Use of a pneumatic tourniquet on an extremity creates a bloodless field that greatly facilitates surgery. However, tourniquets can produce potential problems of their own, including hemodynamic changes, pain, metabolic alterations, arterial thromboembolism, and pulmonary embolism.
Fat embolism syndrome classically presents within 72 h following long-bone or pelvic fracture, with the triad of dyspnea, confusion, and petechiae.
Deep vein thrombosis and pulmonary embolism can cause morbidity and mortality following orthopedic operations on the pelvis and lower extremities.
Neuraxial anesthesia alone or combined with general anesthesia may reduce thromboembolic complications by several mechanisms, including sympathectomy-induced increases in lower extremity venous blood flow, systemic antiinflammatory effects of local anesthetics, decreased platelet reactivity, attenuated postoperative increase in factor VIII and von Willebrand factor, attenuated postoperative decrease in antithrombin III, and alterations in stress hormone release.
For patients receiving prophylactic low-molecular-weight heparin once daily, neuraxial techniques may be performed (or neuraxial catheters removed) 10 to 12 h after the previous dose, with a 4-h delay before administering the next dose.
Flexion and extension lateral radiographs of the cervical spine should be obtained preoperatively in patients with rheumatoid arthritis severe enough to require steroids, immune therapy, or methotrexate.
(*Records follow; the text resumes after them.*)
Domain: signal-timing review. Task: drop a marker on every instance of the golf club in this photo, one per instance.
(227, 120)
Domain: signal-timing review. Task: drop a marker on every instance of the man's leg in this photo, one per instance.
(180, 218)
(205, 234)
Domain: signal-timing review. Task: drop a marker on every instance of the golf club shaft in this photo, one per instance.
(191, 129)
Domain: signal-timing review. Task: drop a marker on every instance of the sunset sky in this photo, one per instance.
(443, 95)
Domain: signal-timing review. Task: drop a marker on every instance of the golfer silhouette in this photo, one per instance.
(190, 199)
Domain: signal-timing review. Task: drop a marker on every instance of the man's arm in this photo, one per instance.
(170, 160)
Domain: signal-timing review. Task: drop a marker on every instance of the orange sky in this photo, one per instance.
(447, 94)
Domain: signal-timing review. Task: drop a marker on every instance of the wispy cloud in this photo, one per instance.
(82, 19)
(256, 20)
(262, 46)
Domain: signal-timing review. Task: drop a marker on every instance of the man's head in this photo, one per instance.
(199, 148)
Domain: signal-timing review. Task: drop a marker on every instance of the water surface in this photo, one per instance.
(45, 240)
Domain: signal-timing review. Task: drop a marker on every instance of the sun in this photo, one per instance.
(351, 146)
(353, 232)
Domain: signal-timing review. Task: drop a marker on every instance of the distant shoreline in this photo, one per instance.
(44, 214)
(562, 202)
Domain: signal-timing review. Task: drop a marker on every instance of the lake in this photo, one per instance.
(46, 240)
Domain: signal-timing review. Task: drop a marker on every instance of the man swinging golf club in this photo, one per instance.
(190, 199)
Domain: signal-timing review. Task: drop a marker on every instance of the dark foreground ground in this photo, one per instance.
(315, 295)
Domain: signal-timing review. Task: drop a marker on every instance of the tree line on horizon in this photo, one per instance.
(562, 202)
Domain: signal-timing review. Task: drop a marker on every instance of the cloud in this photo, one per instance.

If atlantoaxial instability is present, intubation should be performed with inline stabilization utilizing video or fiberoptic laryngoscopy.
Effective communication between the anesthesia provider and surgeon is essential during bilateral hip arthroplasty. If major hemodynamic instability occurs during the first hip replacement procedure, the second arthroplasty should be postponed.
Adjuvants such as opioids, clonidine, ketorolac, and neostigmine, when added to local anesthetic solutions for intraarticular injection, have been used in various combinations to extend the analgesia duration following knee arthroscopy.
Effective postoperative multimodal analgesia facilitates early physical rehabilitation to maximize postoperative range of motion and prevent joint adhesions following knee replacement.
Interscalene brachial plexus block with or without a perineural catheter is ideally suited for shoulder procedures. Even when general anesthesia is employed, a peripheral nerve or brachial plexus block can supplement anesthesia and provide effective postoperative analgesia.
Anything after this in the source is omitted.